Lynne in Trenton, South Carolina listens Online and asked: “Hey, guys. I live in a rural area of South Carolina. Many years ago, I had a hotspot through AT&T and it worked great. I got a couple of updated ones through them over the years, but of course, there was always a small added charge. Well, this last one quit on me. When I called for an updated one, whoever I was talking to didn’t even know about hotspots. I tried explaining to him and, oh my gosh, it was even pictured on my account. Lord have mercy. Seriously. He told me he could send me one for $500. I said, Are you kidding me? After that, I switched over to Consumer Cellular, but they don’t have hotspots either. My question is, why can’t I just buy a hotspot somewhere? They did that with my iPad. I put a SIM card in from Consumer Cellular into my iPad, and everything worked great. But I just want you all to help me and tell me where I can go buy a hotspot. Verizon doesn’t work here where I live, nor does T-Mobile, and I don’t even want to deal with AT&T. Bless your hearts if you can answer these questions, I know it’s not as big a technical question as maybe you normally have, but I need help. Thank you.”
Lynne, surprisingly finding a standalone hotspot is getting harder and harder. Maybe having hotspot data included in every smartphone plan in killing them.
Now you say T-Mobile and Verizon dont work at your house. So unfortunately, that leaves you with only one choice – AT&T, even though you said you dont want to deal with them. Those three are the only network providers. All others use their networks.
AT&T is only selling 3 models at the moment, the Netgear Nighthawk (this is the one that costs $500), an old style stick of the kind that youd plug into a laptop, and an in-car hotspot that looks like it plugs into an OBD2 port.
Outside of AT&T things don’t get much easier, everyone seems to be largely stepping away from standalone hotspot devices.
The exceptions are T-Mobile and Verizon’s 5G home internet, which look and act more or less like traditional modem/router combos, but unfortunately AT&T hasn’t jumped into that game. And, to be honest, if youre in a rural area, I wouldn;t hold your breath for 5G connectivity anyway.
Outside of AT&T’s official offerings the only other option seems to be to buy an older device through a site like Amazon or eBay. There are plenty of older model hotspots up for sale there but all are definitely not equal.
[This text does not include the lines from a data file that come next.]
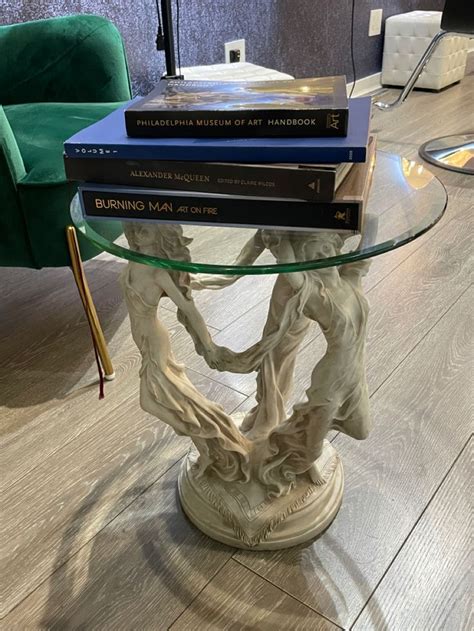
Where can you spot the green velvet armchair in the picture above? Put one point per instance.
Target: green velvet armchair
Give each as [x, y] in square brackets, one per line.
[57, 76]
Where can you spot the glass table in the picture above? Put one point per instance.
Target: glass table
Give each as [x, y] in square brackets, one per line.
[271, 480]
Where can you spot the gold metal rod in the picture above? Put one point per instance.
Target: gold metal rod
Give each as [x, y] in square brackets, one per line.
[88, 303]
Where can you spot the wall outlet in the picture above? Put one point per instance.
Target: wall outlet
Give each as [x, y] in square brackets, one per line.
[234, 51]
[375, 22]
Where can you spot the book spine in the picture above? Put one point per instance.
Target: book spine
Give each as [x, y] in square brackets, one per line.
[227, 179]
[236, 124]
[209, 153]
[139, 204]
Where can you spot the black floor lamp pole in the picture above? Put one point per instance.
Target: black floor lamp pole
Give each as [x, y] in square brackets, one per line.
[169, 40]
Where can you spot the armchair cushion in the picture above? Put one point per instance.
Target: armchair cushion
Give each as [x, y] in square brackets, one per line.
[75, 58]
[43, 194]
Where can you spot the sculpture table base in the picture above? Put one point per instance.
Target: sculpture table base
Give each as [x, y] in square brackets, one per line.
[275, 481]
[242, 515]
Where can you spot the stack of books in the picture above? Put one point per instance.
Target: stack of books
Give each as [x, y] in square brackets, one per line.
[283, 154]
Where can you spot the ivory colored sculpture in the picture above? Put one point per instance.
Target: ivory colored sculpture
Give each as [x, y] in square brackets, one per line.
[274, 481]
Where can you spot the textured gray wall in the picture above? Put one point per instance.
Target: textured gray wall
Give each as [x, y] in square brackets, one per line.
[302, 37]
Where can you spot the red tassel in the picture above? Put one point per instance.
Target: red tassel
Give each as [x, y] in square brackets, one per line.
[101, 372]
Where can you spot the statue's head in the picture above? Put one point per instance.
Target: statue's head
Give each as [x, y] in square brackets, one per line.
[164, 240]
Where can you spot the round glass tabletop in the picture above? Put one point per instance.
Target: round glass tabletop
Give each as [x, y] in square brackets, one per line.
[405, 201]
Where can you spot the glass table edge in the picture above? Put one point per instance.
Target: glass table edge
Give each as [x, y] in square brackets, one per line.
[248, 270]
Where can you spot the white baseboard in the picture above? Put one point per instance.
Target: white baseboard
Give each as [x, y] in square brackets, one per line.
[366, 85]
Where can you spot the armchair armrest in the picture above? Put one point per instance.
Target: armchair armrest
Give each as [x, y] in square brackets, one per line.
[70, 59]
[9, 152]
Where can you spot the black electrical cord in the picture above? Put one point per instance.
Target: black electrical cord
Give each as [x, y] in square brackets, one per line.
[177, 37]
[160, 38]
[352, 49]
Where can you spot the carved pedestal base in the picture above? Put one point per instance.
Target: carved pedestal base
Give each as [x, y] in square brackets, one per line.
[244, 516]
[274, 481]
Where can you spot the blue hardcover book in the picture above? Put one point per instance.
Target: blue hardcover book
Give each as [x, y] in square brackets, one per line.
[108, 138]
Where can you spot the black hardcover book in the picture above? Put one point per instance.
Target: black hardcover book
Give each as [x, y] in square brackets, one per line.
[344, 214]
[311, 182]
[297, 107]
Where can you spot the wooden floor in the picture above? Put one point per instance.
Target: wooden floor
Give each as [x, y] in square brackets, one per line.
[92, 536]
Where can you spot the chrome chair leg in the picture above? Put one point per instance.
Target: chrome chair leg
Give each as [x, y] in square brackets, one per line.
[454, 153]
[414, 75]
[89, 308]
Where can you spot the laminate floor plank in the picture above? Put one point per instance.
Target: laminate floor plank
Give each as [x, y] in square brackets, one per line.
[436, 565]
[107, 464]
[140, 571]
[239, 599]
[423, 417]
The hotspot device that AT&T is currently selling is a gigabit device, some of the ones you’ll see for sale online have bandwidth limits of as little as 100Mb/s, so depending on what you’re used to, that may be acceptable or not.
It’s also worth just going to AT&T’s website and trying to get the current device through there rather than via a rep, it’s currently listed for $250, not $500, and they’re offering to finance it $6.95/month for 36 months with 0% interest.